The cover of the “The Request,” the latest novel from Bowling Green author David Bell.

While releasing a new book is old hat for Bowling Green’s David Bell, the launch of his latest novel comes with a plot twist as it has not been spared from the impacts of the coronavirus pandemic.

Bell is an associate professor of English at Western Kentucky University and director of the Master of Fine Arts program. He’s also the author of 10 best-selling novels, including “The Request,” published by Berkley Hardcover, slated to be released Tuesday.

Bell said the novel is about a man named Ryan, who is leading an ideal life until an old friend from college reappears in his life. The friend asks him to do a favor – retrieve some items from a house. Ryan feels obligated because the friend knows some of Ryan’s secrets. But when he goes to the house, Ryan gets much more than he bargained for when he finds a dead body.

“Determined to keep his life intact and to clear his name, Ryan can’t rest until he finds out who the real murderer is – but solving the crime may lead him closer to home than he ever could have imagined,” according to a Berkley news release.

“We all had that one friend in college” who no longer fits into our lives, Bell said of the plot.

Some of those friends may know more about us than we would want to share, Bell said, and if the things left in the past unexpectedly come up – “that’s everybody’s fear.”

While Bell would normally be preparing for a book tour and public launch event for “The Request,” the pandemic has led to the cancellation of all in-person events until at least the fall.

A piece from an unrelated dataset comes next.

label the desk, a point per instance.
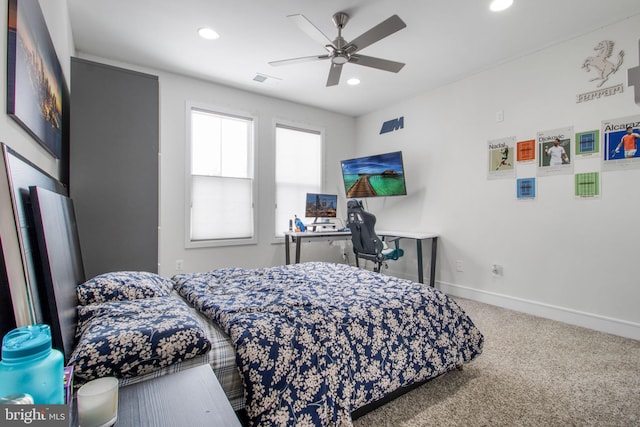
(418, 236)
(308, 236)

“Everything is going virtual,” Bell said.

So instead of personal appearances, Bell will be holding a virtual book launch Tuesday.

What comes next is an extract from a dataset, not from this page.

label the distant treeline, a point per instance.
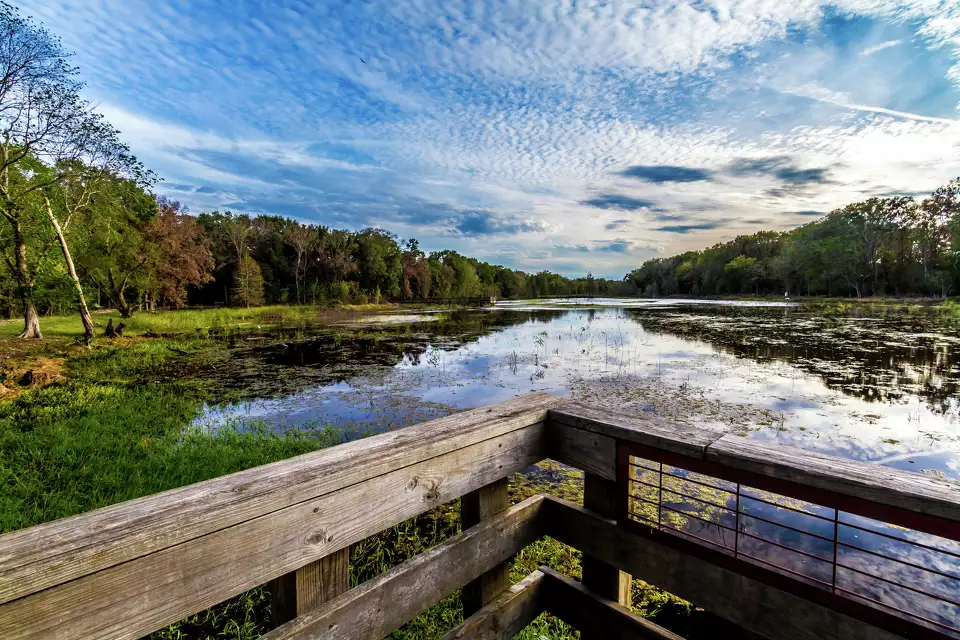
(881, 246)
(313, 264)
(82, 228)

All proceeds from books sold during the virtual event will go to the American Red Cross of South Central Kentucky. Bell joked that “even if you don’t like me, you can support a good cause.”

Bell said the pandemic has not only changed book promotions, it will likely shape writers for the foreseeable future.

“It’s hard to imagine it won’t color what people write going forward,” he said, even if it’s used as background.